Lasst mich Euch von ihrem ersten Mord an einem Menschen berichten, dem Menschen, der dem Bannstrahl der Praioten ein Lied gesungen hatte, das dereinst im Jahre 983 BF den Scheiterhaufen im Dorfe Grimmwyn in der Ritterherrschaft Wolfswald entzündet hatte: Diese einschneidende Erfahrung ereignete sich an einem Rohalstag des abnehmenden Madamals im Praios des Folgejahres. Die Erinnerungen sind verzerrt, der Blickwinkel eventuell ob des Schreckens umnachtet: Im Zwielicht einer Laterne konnte man durch ein Astloch einer Stallwand blickend Zeuge einer berauschenden Untat werden, als das zu einer zauberhaften Blüte herangewachsene Geschenk der Erdmutter zu einem mit Perlmutt besetzen Griff eines im Stroh unter ihrem Deckenlager verborgenen Messers griff, während sie in rhythmischen Stößen ihr Becken auf und ab bewegend Levthans Rausch auskostete, um abschließend die Klinge in das Herz des wenige Jahre älteren Jungen zu versenken, welcher sein Leben mit einem letzten Verkrampfen der Muskeln und unter entsetzt geweiteten Pupillen - den Widerschein ihres wahnsinnigen Blicks in seine Netzhaut eingebrannt - aushauchte. Die junge Hexe beobachtete das Vergehen seiner Seele mit angespanntem, lüsternen Interesse, während sie sich innehaltend zu ihm herunterbeugte, die Hand zärtlich seine bebenden Lippen versiegelte, die Maske fallen ließ und ihre leisen Worte "Ich werde diesen Augenblick in meinem Herzen bewahren!" den Todeskampf des Jungen beendeten. Die Schwingen Golgaris verhüllten seinen Blick im Entsetzen des Erkennens. Albträume hatten das Bild gewandelt.

Hintergrund

Die auf dem Kindbett verstorbene Mutter von Töchterchen Marya, mit Namen Lysa aus Bockshag, gehörte zum äußeren Kreis des Hexenzirkels von Hallerû und vertrat als Schöne der Nacht die Schwesternschaft bei Zusammenkünften und Hexenfesten. Das Neugeborene wurde von Vertreterinnen des inneren Zirkels in die Obhut von Mütterchen Hana - einer Freien Frau - übergeben, um die Tochter Satuarias an Kindes statt auszubilden. Töchterchen Marya wuchs als eine von zwei Töchtern Hanas in dem Dorf Grimmwyn, einer Siedlung am Wolfswald in Albernia auf. Lediglich die Vertreterinnen des inneren Zirkels wissen um die Besonderheit der Geburt, die im drohenden Schatten der namenlosen Tagen empfangen wurde. Um Hana nicht zu beunruhigen, wurde der 11. Rahja als Tsatag genannt und Informationen zur Mutter und den besonderen Umständen der Geburt wurden verschwiegen, sodass das Mädchen Mütterchen Hana und ihre Schwester Junivera als leibliche Familie wähnte.
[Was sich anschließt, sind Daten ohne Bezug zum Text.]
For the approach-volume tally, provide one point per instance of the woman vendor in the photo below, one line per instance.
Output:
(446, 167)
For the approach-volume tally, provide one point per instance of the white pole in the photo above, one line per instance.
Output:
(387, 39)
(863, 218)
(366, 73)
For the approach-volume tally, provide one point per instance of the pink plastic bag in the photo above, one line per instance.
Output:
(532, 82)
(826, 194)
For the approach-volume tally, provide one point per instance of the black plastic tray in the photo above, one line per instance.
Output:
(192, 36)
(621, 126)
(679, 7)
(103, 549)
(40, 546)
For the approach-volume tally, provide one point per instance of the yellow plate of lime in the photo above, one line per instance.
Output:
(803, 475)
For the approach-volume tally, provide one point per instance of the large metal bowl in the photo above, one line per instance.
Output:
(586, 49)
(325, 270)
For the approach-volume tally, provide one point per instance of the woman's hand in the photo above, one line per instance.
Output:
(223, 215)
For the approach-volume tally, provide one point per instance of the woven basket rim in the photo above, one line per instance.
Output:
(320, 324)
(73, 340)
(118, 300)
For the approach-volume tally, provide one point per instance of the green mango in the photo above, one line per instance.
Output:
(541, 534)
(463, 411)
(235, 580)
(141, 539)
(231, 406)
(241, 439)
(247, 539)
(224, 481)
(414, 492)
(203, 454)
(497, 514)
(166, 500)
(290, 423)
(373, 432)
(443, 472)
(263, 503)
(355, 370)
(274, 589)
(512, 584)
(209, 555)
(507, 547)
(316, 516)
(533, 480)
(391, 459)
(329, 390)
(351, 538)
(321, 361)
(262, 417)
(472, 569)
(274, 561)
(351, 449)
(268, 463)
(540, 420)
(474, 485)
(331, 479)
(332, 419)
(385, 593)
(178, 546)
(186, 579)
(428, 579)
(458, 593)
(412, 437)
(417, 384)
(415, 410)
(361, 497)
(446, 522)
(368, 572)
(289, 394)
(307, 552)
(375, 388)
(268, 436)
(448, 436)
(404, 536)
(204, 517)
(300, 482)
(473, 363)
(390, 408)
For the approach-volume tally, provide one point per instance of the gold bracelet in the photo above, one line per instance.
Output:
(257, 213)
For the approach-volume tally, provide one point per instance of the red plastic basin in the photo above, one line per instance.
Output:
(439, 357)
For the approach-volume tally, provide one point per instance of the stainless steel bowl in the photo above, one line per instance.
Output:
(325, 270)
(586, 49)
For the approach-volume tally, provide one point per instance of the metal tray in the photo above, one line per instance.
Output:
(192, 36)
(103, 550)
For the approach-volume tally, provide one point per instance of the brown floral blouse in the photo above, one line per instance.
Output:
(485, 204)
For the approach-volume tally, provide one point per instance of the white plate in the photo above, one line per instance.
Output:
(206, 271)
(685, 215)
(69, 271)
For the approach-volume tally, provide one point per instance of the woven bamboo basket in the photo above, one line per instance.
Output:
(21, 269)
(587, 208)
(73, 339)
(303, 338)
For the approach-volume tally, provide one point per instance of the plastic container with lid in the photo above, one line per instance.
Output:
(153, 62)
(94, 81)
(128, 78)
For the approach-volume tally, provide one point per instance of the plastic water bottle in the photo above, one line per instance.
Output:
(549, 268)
Marya lernte von klein auf, dass Heimlichkeit den Kern ihrer Profession auszeichnet und sie zeigte sich als überaus begabte und leidenschaftliche Tochter Satuarias, sodass sie bei Vollmond im Rahja 982 im Alter von zwölf Sommern mit einsetzender Blutung als Frau in die Schwesternschaft der Schönen der Nacht eingeführt wurde. Leidliche Verschwiegenheit versuchte Hana bezüglich der mit Einsetzen der Pubertät beginnenden Persönlichkeitsveränderung von Töchterchen Marya zu bewahren. So außerordentlich schön und begabt die Tochter sich zeigte, so widerspenstig, verdorben und jähzornig entwickelte sich die impulsive junge Frau. Es schien, als würde das Mädchen von dem drohenden Schwert der Mächte ihrer Geburtsumstände eingeholt - als würden Schatten namenloser Tage, die einen Kaiserschnitt am letzten Rahjatag zu verhindern suchte, die junge Frau erfassen.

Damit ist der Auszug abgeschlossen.